Hace poco estoy dedicado a la lectura de un libro interesante sobre el apetito y la ingesta alimentaria. En este libro destacan las  variables que existen para tener las preferencias por los diferentes tipos de alimentos e incluso por la cantidad de alimentos que consumimos.
Existen tres esferas que son la mental, la gastrointestinal y la social. Estas no actúan solitarias sino que en conjunto, se sobreexponen y cada una participa en la ingesta de alimentos y el control del apetito.

 Desde el punto de vista mental hay zonas en el cerebro encargadas de regular el apetito a diferentes estimulos dados por hormonas producidas en el mismo cerebro y otras provenientes de el sistema digestivo. El desarrollo mental y la avidez o la repulsión de un alimento también depende del ambiente que hay al momento de ingerir los alimentos.
Desde el momento que los alimentos llegan al tubo digestivo, es decir, a la boca, comienza una cascada de fenómenos que preparan la comida para su absorción y el mejor aprovechamiento, también se liberan hormonas que llevan señales al cerebro para suspender la ingesta cuando se esta lleno, igualmente se para el ingreso de comida cuando el estomago se distiende. La cantidad y calidad de alimento regula de igual forma su ingesta. Los azucares y la grasa estimulan el apetito y la proteína tiende a dar mas saciedad.
La interacción con la comida y el ambiente influyen de manera decisiva en el apetito. Si se come en familia tiende a haber un mejor consumo.

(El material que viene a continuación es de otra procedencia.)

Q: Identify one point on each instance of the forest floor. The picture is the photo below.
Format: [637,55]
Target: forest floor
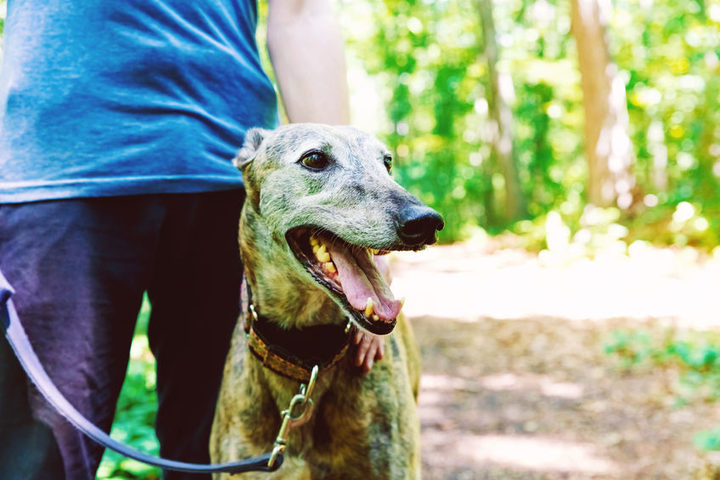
[516,384]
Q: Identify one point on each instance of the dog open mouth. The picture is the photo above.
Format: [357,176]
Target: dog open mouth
[349,272]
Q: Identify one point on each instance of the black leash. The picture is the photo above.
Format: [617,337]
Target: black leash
[20,344]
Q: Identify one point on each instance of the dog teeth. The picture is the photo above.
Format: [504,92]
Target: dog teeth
[368,308]
[322,254]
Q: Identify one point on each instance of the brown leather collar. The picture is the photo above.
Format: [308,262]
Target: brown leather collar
[293,352]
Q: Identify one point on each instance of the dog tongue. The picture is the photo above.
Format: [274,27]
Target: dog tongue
[361,280]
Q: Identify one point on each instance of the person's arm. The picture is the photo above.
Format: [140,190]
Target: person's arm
[308,57]
[307,53]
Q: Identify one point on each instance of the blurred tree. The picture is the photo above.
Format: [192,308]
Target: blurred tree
[607,145]
[500,116]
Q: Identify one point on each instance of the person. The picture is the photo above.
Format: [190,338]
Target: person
[118,123]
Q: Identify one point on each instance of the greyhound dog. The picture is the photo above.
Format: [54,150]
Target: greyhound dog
[321,204]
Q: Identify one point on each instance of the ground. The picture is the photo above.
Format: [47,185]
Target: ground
[516,384]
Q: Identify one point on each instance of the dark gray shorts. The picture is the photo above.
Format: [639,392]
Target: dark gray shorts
[79,268]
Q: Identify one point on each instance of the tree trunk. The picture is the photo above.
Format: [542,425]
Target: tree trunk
[499,91]
[607,144]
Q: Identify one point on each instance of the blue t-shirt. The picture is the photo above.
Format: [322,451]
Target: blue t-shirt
[104,97]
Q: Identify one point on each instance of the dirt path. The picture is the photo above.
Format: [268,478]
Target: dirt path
[515,383]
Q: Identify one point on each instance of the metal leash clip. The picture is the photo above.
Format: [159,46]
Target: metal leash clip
[301,401]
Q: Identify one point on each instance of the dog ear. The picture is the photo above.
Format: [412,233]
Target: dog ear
[253,140]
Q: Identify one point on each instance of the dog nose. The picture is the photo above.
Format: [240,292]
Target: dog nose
[417,225]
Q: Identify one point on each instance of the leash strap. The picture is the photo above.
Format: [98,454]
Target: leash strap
[20,344]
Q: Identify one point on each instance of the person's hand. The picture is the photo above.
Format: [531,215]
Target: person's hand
[369,348]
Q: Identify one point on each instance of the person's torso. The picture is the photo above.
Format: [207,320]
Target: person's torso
[105,98]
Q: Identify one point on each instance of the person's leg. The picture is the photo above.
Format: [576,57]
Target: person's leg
[195,297]
[79,269]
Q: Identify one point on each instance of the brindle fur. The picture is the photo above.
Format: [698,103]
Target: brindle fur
[363,426]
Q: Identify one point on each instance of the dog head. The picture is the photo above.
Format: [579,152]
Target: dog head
[327,203]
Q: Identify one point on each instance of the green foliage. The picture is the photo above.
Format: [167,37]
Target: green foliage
[696,357]
[427,63]
[135,415]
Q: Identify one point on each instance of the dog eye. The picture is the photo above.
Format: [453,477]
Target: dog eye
[387,160]
[315,160]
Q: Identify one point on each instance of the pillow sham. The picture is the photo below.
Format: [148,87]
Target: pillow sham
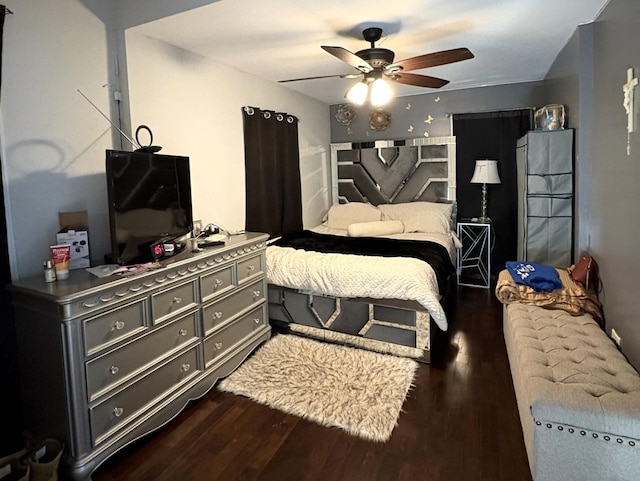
[429,217]
[378,228]
[341,216]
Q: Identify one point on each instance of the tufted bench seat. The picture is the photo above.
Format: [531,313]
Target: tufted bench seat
[578,397]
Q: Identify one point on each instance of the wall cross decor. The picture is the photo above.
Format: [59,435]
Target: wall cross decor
[628,89]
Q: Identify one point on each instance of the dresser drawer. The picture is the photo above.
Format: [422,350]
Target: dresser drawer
[111,369]
[105,330]
[251,267]
[220,312]
[216,283]
[122,408]
[225,339]
[165,304]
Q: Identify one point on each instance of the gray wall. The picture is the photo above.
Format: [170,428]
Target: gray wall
[612,206]
[587,77]
[428,114]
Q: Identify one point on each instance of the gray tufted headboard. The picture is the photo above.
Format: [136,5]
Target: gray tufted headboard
[422,169]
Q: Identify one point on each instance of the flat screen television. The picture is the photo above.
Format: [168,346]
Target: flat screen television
[149,199]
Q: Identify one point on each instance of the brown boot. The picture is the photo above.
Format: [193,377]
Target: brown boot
[44,461]
[15,470]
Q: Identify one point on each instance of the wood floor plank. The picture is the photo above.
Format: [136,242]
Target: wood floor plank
[459,422]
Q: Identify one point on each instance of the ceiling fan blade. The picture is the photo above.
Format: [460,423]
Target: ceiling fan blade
[349,57]
[431,59]
[349,75]
[419,80]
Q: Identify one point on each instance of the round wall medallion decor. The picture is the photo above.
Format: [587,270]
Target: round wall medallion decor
[379,119]
[346,113]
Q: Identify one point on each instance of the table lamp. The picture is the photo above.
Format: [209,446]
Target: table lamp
[486,172]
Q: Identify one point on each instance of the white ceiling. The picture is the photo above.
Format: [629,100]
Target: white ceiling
[512,40]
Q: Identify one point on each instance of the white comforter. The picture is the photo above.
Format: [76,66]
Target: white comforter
[348,275]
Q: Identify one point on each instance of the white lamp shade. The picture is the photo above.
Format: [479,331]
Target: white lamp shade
[358,93]
[380,92]
[486,172]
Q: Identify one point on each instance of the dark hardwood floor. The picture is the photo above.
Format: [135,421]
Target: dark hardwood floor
[459,422]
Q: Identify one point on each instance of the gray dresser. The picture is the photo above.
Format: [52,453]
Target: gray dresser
[105,361]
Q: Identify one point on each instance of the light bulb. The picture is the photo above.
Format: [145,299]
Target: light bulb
[380,92]
[358,93]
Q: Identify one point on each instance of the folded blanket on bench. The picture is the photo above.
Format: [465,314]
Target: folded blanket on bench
[571,297]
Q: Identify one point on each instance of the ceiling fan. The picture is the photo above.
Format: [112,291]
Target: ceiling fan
[377,63]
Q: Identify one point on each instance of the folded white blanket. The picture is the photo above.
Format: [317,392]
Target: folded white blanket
[348,275]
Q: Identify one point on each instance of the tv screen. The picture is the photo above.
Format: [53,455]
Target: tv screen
[149,202]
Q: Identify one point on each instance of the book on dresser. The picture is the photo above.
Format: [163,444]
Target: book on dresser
[104,361]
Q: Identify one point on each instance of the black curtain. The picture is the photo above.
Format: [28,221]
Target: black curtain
[11,418]
[491,135]
[272,172]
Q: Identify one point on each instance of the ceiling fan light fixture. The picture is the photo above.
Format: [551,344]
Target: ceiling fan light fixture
[380,92]
[357,94]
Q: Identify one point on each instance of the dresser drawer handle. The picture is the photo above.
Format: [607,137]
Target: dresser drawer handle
[118,326]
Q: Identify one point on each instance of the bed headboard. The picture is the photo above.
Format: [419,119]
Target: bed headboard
[384,172]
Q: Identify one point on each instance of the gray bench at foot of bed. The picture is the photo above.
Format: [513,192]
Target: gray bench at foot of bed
[578,397]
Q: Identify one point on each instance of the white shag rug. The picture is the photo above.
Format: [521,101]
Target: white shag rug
[359,391]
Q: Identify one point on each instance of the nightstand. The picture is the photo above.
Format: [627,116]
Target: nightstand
[473,266]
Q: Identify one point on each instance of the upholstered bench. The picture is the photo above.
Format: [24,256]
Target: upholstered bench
[578,397]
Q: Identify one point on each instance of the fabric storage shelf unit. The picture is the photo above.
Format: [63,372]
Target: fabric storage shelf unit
[544,162]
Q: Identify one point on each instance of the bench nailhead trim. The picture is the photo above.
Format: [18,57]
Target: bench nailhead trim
[582,432]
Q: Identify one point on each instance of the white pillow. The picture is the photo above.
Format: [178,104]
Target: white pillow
[420,216]
[341,216]
[372,229]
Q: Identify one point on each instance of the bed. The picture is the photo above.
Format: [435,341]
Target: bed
[369,276]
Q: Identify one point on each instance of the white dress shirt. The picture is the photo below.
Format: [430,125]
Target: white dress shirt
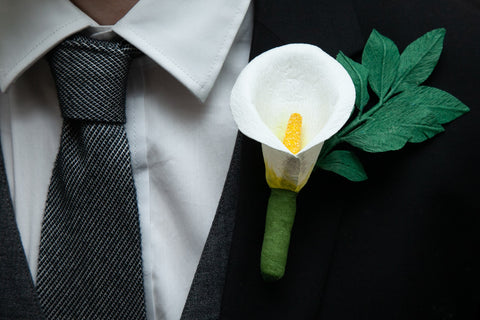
[179,125]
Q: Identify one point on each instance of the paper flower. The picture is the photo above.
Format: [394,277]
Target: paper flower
[292,79]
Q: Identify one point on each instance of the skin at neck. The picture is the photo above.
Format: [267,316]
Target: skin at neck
[105,12]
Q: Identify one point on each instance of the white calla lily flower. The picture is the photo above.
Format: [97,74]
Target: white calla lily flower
[295,78]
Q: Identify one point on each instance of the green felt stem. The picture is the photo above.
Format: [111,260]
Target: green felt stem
[280,216]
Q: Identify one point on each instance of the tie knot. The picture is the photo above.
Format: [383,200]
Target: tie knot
[91,77]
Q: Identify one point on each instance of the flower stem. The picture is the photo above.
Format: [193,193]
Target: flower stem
[280,216]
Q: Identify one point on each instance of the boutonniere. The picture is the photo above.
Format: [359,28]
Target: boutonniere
[301,104]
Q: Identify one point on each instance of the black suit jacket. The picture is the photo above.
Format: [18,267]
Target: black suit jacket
[402,245]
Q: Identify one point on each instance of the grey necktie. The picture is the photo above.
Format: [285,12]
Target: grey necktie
[90,263]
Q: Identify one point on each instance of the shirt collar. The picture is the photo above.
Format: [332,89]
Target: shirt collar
[190,39]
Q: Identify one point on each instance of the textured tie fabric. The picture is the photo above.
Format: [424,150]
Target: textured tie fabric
[90,263]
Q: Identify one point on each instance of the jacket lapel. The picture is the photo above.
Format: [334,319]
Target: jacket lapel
[228,283]
[18,298]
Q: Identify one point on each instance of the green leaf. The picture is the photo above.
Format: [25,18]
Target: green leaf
[359,75]
[419,59]
[344,163]
[445,106]
[381,58]
[412,116]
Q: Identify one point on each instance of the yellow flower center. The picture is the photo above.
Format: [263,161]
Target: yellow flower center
[293,133]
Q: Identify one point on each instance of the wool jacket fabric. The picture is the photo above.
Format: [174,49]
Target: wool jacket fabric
[402,245]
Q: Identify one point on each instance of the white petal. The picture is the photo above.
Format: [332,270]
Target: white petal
[293,78]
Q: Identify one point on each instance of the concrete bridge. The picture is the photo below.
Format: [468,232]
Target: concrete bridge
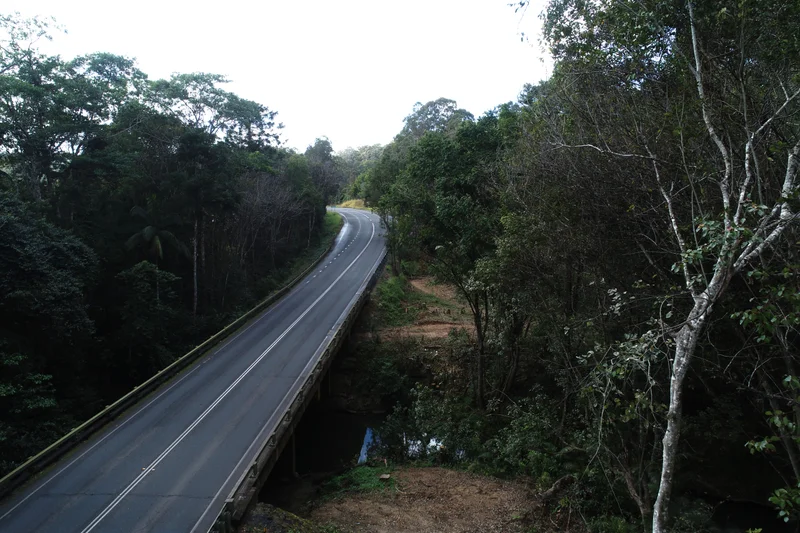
[190,455]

Los sentidos son esenciales en el desarrollo del apetito y la integración de los mismos. La vista, el olfato, el tacto de los alimentos, tanto con las manos como con la lengua y sobre todo el gusto representado en las papilas de la lengua. Tengo una pequeña paciente que por una situación desafortunada perdió la vista, pero esta le ha ayudado a agudizar el resto de sentidos y es así como me ha identificado en un video por la voz y dice que las busetas son de fresa, porque ha olido esta esencia alguna vez en un bus de servicio público.